Finding emerging strategies for new use of the “old drug-vitamin C” on cancer treatment-combined with chemotherapy drugs.
This study investigates the mechanisms that pharmacological ascorbate (vitamin C, AA) mediated toxicity in osteosarcoma cells and the effects of pharmacological ascorbate combined with cisplatin (DDP) on osteosarcoma cells in vitro and in vivo.
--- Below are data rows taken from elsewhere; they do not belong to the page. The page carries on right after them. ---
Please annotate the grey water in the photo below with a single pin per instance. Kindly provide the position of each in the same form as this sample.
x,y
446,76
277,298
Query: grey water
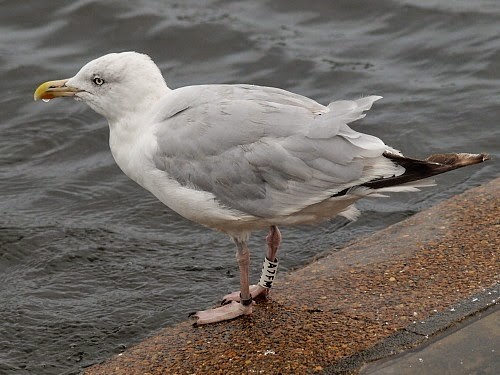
x,y
90,263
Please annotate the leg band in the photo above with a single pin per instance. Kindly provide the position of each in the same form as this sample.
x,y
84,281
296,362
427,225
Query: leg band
x,y
246,302
268,274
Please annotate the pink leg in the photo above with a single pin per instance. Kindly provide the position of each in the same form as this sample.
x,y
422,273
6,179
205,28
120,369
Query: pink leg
x,y
273,241
236,308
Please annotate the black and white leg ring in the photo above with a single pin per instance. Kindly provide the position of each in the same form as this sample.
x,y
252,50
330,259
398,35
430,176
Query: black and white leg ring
x,y
246,302
269,269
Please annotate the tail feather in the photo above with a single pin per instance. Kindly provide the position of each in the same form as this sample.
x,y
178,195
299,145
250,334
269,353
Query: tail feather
x,y
419,169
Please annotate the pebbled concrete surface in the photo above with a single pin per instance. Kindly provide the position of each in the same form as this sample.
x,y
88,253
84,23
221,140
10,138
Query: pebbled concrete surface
x,y
392,291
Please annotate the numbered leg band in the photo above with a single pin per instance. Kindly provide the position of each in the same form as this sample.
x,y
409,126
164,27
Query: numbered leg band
x,y
268,274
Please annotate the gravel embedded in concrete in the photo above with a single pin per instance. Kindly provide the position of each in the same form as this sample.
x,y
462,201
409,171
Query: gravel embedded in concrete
x,y
343,303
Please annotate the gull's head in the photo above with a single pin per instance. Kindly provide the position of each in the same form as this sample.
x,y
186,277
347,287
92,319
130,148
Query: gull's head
x,y
112,85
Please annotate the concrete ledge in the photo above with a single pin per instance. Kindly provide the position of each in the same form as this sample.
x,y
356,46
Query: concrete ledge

Pharmacological ascorbate not only promoted the production of hydrogen peroxide (H2O2) to kill osteosarcoma cells, but also improved its lethality to tumor cells by reducing the activity of catalase (CAT). DNA damage was the primary reason leading to osteosarcoma cell death, and depletion of nicotinamide adenine dinucleotide (NAD+) and adenosine triphosphate (ATP), activated apoptosis-inducing factor (AIF) all contribute to ascorbate-induced toxicity. The combination of pharmacological ascorbate with cisplatin showed synergistic effect on osteosarcoma cells in vitro. Pharmacological ascorbate enhanced the efficacy of cisplatin on inhibiting osteosarcoma tumor growth in orthotopic intra-tibial mouse model.
These results suggest that pharmacological ascorbate causes DNA damage and induces osteosarcoma cells death via H2O2 mediated-oxidative stress. The combination of pharmacological ascorbate and cisplatin has synergistic effects on osteosarcoma cells and orthotopic intra-tibial mouse model. Pharmacological ascorbate could be a safe and effective adjuvant agent against osteosarcoma tumor.